I found an article about the Great Assam Earthquake of 1897 online, and presumably Esther and Rev. William were there when it hit.  The intensity of this was 8.5-8.7, so it was huge.  Fortunately, we know that Tura wasn't hit terribly hard because another Baptist missionary in Tura wrote to Brother Duncan that the damages to the mission building were less severe because it was built of brick.

In 1900, Esther and a 10 year old daughter Flora were back in Kansas, in Ottawa, Franklin County, living with her brother Louis and his family.  This may have been her first trip back home so that the family could get to know Flora.  There may have been another reason for the visit, but this makes sense to me.  The next information I've found is that in 1906, William and Esther were in Australia for a family reunion with the Thoday's, part or most of Alice Thoday Dring Chamber's family.  If you Google "Images" and type in  Rev. William Dring, you should be able to pull up a picture of about 36 people.  William and Esther are the first two people in the back row.  At this point they were in their early 40's.  (I don't put pictures on this blog because of copyright considerations, but I sure love it when other people have put pictures out there!)

The next documentation I found was a U.S. Consular Registration Certificate for Rev. W. Dring filed on Jun 9, 1914.  I don't know why they registered at this time.  Perhaps the US government had asked that all Americans make themselves known (American?  Was William naturalized-need to check!), as this was about the time that World War I was just getting underway in Europe.  The Ottawa, Ks. Daily Republic reported on August 26, 1914, "From the Orient-Miss Etta Jo McCoy has received a letter from Mrs. Esther Dring, missionary for the Baptist denomination, at Tura, Assam.  Mrs. Dring writes that in parts of Assamand Bengal, there is dreadful famine, caused by a failure of the rice crop.  In her locality, happily rains were plentiful and the crop was normal.".

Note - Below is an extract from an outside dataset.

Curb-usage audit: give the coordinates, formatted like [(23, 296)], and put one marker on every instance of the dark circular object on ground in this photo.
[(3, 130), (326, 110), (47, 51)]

In 1917, William applied for an emergency passport.  Whether his was lost or expired or whatever the reason, we don't know but it's easy to tie it to the further events in World War I.  We know that he arrived in Honolulu Hawaii in 1917 on the ship Ecuador, and that Esther was with him but I haven't found Flora yet.  The Ottawa Herald reported on April 27, 1917 that "Mrs. F.H. Stannard today received a message that her sister, Mrs. William Dring and Rev. Dring had arrived at San Francisoc.  Mr. and Mrs. Dring who were missionaries at Assam left Hong Kong March 28, landing in San Francisco yesterday.  For the last twenty-seven years Rev. Dring has been a missionary in India and has had only two furloughs in that time.  During the last four years there he has been in ill health much of the time.  Though he is improved now he will not return to India.  After a visit in San Francisco Mr. and Mrs. Dring will go to Colville, Wash., to spend several weeks with a brother of Mrs. Dring, Mr. L. E. Stannard."

I haven't located them in the 1920 or 1930 census yet, but in 1940 they were in Denver, Colorado, owned their own home and had lived at the same address in 1935.  William is listed as having attended college for one year, and he was 77 years old, Esther was 74.  William died December 22, 1942 in Denver, Colorado according to a tree on Ancestry.  I haven't found a death date for Esther yet.  Flora, their daughter, married and had a family and died in 1970.

This is as much as I've found about Esther Stanard Dring but I would love to find more.  I didn't know we had a missionary in the family.  I put Aunt Esther high on the list of people I would love to sit down and talk with, to find out more about her life.  I'm sure she wrote lots of letters home but I have no idea what happened to them.

If someone reading this knows more, please contact me! The email is happygenealogydancingATgmailDOT com.  You know what to do with the AT and the DOT. 

Update:  I found a little more information.  Esther was born March 7, 1865 in Perkins Grove, Ill. and died August 30, 1950 in Concordia, Kansas.  My hunch is that she was living with or near her daughter Flora, but I haven't been able to confirm that yet.  It sure is strange to think that this lady with the wonderful story was living when I was just a baby.  How did I miss hearing about her, anyway?